可心的眼睛蓦然一亮,猛地睁开:“真的?!师母,你、你不骗人?!”
冰儿语气冷冷,目光却是柔和地看着她:“我不骗人!我说我把你当女儿,一直以来就是这么做的。我也想了,现在我自己这里还不知以后会发生什么样的事情,博尔济吉特的事和爱新觉罗的事,不应该把你牵扯进来。我兑了些银子,如果你愿意去乌鲁木齐,算是我原本给你准备的陪嫁。”
可心“呜——”地一声长嚎,接着痛哭出声,在床板上碰着头连连叩首:“师母!我去迪化!师母!我对不起你!对不起先生!对不起奕霄!……”
冰儿冷冽的脸色忽然回转过来,瞬间也是两行泪下,抢上前扶住可心:“乖孩子,你没有对不起谁!这命运,谁都做不了自己的主!饿了这许久,先喝点牛奶,再吃点粥。乌鲁木齐很苦、很冷,你若不养好身子骨,到那里如何受得了?……”
作者有话要说: 故人一个个拉出来遛遛……
☆、冰山轰塌猢狲散
高云从作为乾隆的身边人,突然被发至内务府审理,也没有透露什么罪行,惹得宫里宫外一阵揣测。乾隆却不理睬这些话音,照常处理各种事务,也没有特别的喜怒形于色,只是对审理案件催得格外急。此外,又特别提拔了钱沣,由从五品的监察御史,提到正五品的通政司参议,后又擢晋为正四品的太常寺少卿,官符似火,红极一时。且离开都察院的他,也少了不少被穿小鞋的机会。
这日,乾隆又支开于敏中去上书房,单独叫来傅恒,命他催促高云从审理的情况:“审理高云从,有何收获?”
大病初愈,便急急忙忙赶来军机处的傅恒,办事特别迅捷牢靠,不过一两日后,就急忙把刑部和内务府共同审理后的奏文奉上。乾隆草草看完,把奏议丢在一边,冷冷道:“避重就轻,有何看头?拿书办记载的审理实录来。”
傅恒不由犹豫了一下,乾隆对他这个亦臣亦友的首席军机相当熟悉,立刻竖起眉毛问道:“有什么为难么?”
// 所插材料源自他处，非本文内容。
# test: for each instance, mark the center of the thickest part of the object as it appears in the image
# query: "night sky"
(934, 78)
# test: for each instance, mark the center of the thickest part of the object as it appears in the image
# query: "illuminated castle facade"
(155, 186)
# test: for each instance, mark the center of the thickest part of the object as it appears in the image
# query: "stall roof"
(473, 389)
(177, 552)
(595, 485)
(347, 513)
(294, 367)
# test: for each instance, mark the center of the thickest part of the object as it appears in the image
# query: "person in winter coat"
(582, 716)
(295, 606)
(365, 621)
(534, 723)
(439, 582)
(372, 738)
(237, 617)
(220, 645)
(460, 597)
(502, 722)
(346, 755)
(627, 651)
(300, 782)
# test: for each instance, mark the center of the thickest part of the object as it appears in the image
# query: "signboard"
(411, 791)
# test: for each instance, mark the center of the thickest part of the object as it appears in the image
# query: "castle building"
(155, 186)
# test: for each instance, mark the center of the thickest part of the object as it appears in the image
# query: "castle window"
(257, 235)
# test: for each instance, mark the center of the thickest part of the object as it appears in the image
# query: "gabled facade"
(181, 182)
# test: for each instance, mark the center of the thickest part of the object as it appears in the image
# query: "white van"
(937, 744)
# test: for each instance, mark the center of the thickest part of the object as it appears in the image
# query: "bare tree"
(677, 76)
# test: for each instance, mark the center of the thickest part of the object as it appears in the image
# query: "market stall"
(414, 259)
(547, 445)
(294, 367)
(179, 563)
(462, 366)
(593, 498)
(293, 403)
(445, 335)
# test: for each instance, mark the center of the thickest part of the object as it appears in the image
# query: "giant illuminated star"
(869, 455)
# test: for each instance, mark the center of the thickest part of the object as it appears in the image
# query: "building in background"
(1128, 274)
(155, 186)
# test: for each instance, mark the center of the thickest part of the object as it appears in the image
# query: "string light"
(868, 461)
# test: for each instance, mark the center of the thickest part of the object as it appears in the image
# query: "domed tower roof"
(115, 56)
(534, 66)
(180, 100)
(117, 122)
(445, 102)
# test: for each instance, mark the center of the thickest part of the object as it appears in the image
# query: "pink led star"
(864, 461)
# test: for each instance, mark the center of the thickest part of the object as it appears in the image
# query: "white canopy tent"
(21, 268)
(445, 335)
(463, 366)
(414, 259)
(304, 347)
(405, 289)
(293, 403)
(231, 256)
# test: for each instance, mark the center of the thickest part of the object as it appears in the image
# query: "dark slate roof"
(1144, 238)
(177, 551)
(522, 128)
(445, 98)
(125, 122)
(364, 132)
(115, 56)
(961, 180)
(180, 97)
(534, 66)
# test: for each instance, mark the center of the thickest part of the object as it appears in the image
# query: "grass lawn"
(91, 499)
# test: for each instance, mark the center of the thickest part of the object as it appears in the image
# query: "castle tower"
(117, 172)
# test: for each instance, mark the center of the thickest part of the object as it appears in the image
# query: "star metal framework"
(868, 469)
傅恒不敢稍有欺诳,急忙应声“没有,奴才即刻去办”,匆匆退下,乾隆听见他屡屡咳嗽,却又叫住他说:“你从缅甸回来,身子骨一直不大好,朕虽不忍心你劳心劳力,但身边也着实缺不得你这个人。改日叫御药房再给你送点人参和燕窝,日常切记准时服用,别把小毛病耽搁下来。”
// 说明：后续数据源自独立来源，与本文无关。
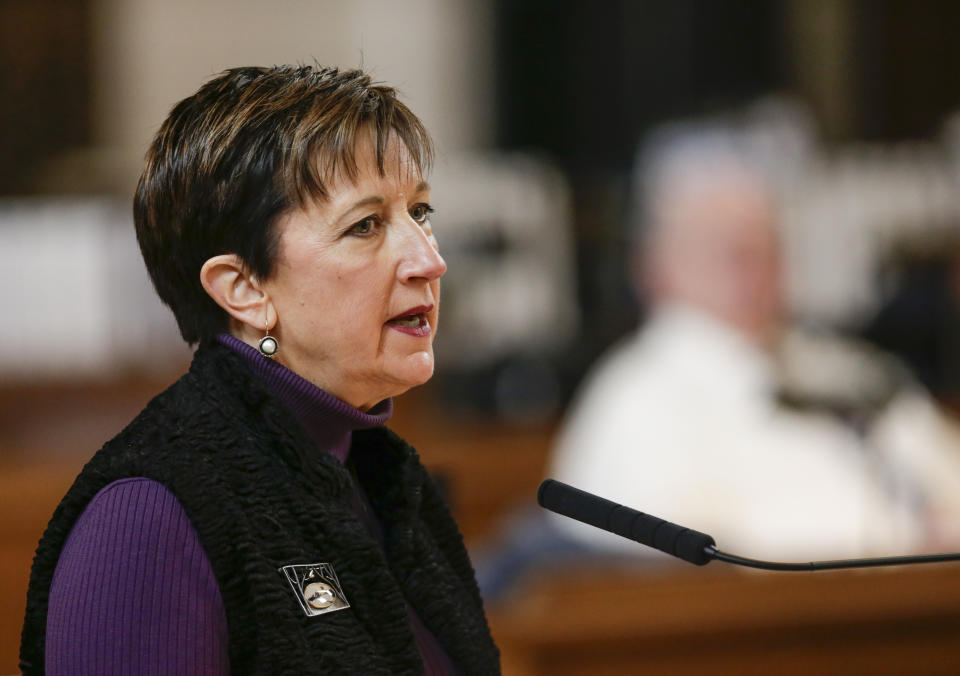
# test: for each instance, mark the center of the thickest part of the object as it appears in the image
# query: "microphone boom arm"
(684, 543)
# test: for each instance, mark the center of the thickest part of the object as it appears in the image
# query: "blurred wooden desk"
(722, 621)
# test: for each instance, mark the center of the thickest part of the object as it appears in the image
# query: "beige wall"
(151, 54)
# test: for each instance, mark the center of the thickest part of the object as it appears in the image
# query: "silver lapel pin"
(316, 588)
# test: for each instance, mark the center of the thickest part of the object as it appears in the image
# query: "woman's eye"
(364, 227)
(421, 212)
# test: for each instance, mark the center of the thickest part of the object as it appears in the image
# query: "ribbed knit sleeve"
(133, 591)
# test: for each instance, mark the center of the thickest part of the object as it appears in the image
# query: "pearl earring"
(268, 345)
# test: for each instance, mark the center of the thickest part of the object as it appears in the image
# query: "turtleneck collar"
(329, 420)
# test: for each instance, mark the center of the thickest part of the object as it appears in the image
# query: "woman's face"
(356, 285)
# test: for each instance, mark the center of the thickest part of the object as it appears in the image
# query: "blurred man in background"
(685, 418)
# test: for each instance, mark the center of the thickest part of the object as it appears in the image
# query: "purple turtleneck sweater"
(133, 591)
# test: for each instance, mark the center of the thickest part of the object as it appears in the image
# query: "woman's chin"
(414, 370)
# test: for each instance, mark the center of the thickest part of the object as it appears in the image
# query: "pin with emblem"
(316, 588)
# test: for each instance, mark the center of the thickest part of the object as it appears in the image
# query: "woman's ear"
(231, 285)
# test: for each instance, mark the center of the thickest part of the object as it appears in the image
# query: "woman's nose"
(420, 258)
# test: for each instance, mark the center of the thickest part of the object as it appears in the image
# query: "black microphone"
(675, 540)
(684, 543)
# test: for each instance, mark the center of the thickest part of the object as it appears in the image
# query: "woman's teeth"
(411, 321)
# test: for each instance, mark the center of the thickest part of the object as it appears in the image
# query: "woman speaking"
(257, 516)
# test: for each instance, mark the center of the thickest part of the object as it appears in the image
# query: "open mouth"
(413, 322)
(409, 321)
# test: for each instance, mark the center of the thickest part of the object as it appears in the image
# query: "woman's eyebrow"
(365, 202)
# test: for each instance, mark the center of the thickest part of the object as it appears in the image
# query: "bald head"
(712, 242)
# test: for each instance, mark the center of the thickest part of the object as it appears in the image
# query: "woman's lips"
(414, 322)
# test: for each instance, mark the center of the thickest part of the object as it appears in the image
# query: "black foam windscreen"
(593, 510)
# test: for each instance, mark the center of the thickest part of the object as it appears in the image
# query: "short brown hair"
(250, 145)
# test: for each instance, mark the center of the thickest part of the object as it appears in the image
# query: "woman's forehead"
(396, 170)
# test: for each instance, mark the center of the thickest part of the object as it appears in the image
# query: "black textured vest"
(260, 497)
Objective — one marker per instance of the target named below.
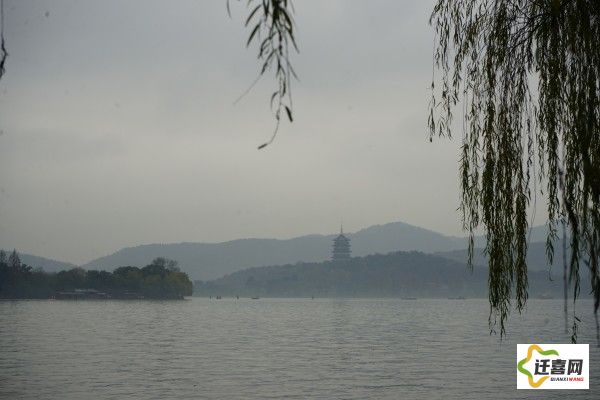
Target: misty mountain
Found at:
(400, 274)
(46, 264)
(206, 261)
(213, 260)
傅恒不由心里沸腾,重新跪下叩首谢恩,才退了出去。乾隆在他低头的瞬间,看到他一头花白的头发,竟有些心酸之意——傅恒比自己还小不少,这些年来辛苦,却老态横生,远比自己显得沧桑。乾隆俟傅恒出去,下一拨人还没有进来之际,不由把自己的那条长辫子甩到身前端详:辫子里也夹着银丝,好在只有寥寥,那保养得宜的头发和他强健的身体一样,仍然显示着旺盛的体力和精力。那日冰儿在身后给他梳头、按摩头顶,惬意之时也有些怅然。可是,人生在世,也许就是这么多不经意、不适意、不得意组成的罢?回首往事,竟也真的是余苦涩一笑了!